L’invitation accordée à la Namibie lui permet de prendre part aux discussions plénières et aux travaux des groupes de travail de l’organisme international sous son propre drapeau national, bien qu’elle ne dispose pas de droit de vote. Cette mesure fait suite à la sortie officielle du pays de la liste grise du GAFI le 23 juin 2026, après la mise en œuvre réussie d’un plan d’action visant à combler les lacunes de son dispositif de lutte contre le blanchiment de capitaux et le financement du terrorisme.
Une reconnaissance internationale pour la Namibie et un rôle actif au sein du GAFI
Le Centre du renseignement financier namibien a indiqué que ce siège temporaire d’un an constitue une reconnaissance manifeste des progrès accomplis par le pays pour renforcer son cadre réglementaire. Selon les précisions fournies par le directeur Bryan Eiseb, cette opportunité permettra aux autorités namibiennes d’exprimer directement leurs positions et de faire valoir l’expérience nationale en matière de criminalité financière.
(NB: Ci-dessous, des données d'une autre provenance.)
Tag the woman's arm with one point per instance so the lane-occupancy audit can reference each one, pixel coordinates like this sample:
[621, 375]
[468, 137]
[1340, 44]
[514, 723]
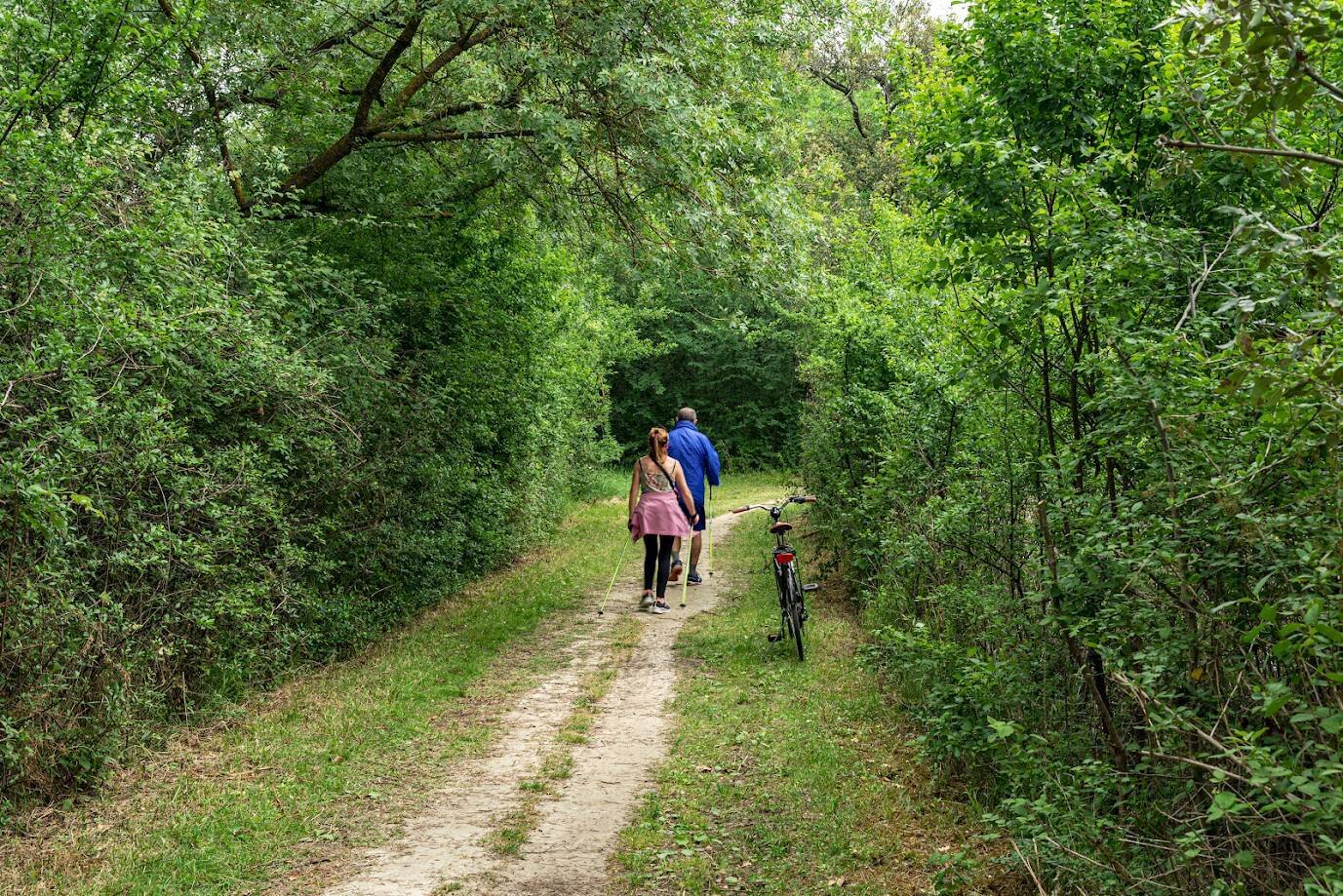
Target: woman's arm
[685, 491]
[634, 489]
Cette présence renforcée aux plénières du GAFI doit également aider la Namibie à préparer activement sa prochaine évaluation mutuelle et à consolider ses partenariats avec les acteurs internationaux. Le Centre du renseignement financier coordonnera ces travaux en étroite collaboration avec le Conseil national de lutte contre le blanchiment d’argent, dirigé par le gouverneur de la Banque de Namibie.
L’élargissement de l’Initiative des invités aux côtés de la Barbade et de la Thaïlande
L’organisation internationale a formellement intégré la Namibie, ainsi que la Barbade et la Thaïlande, dans le cadre de sa politique d’ouverture. Lancée en 2024 sous la présidence mexicaine, l’Initiative des invités vise à renforcer la cohésion du réseau mondial et à donner une plus grande voix aux régions qui comptent moins de membres permanents au sein de l’institution.
Ces trois États, qui appartiennent tous à des organismes régionaux de style GAFI, participeront ainsi aux réunions pour un cycle d’un an dès la plénière d’octobre 2026. Le président de l’institution, Giles Thomson, a souligné que cette démarche avait enrichi les discussions du GAFI au cours des deux dernières années en intégrant l’expérience concrète des juridictions participantes.
Les nouveaux venus emboîtent le pas aux Îles Caïmans, au Sénégal, au Kenya, à la Jamaïque et au Nigéria, qui avaient pris part aux sessions précédentes. Du côté de la Barbade, le procureur général Wilfred Abrahams a salué une opportunité précieuse pour peser sur la réflexion stratégique, tandis que le secrétaire général de l’Office thaïlandais de lutte contre le blanchiment d’argent, Theppasu Bavornchotidara, a mis en avant l’importance de partager les réalités de terrain de la zone Asie-Pacifique.
Mobilisation du secteur bancaire et perspectives pour l’Afrique australe
Jusqu’à présent, les pays non membres ne pouvaient s’exprimer dans les plénières que par l’intermédiaire de leurs organisations régionales, qui se limitent pour la Namibie au Groupe anti-blanchiment d’Afrique orientale et australe. La nouvelle formule offre une vitrine directe pour porter la voix de l’Afrique australe face aux menaces de flux financiers illicites transfrontaliers.
Pour garantir la portée de cette contribution, les autorités namibiennes entendent associer étroitement l’économie locale. Le pays mobilisera notamment le secteur privé et l’industrie bancaire afin que l’effort national lors des plénières reflète une approche inclusive au service du développement régional.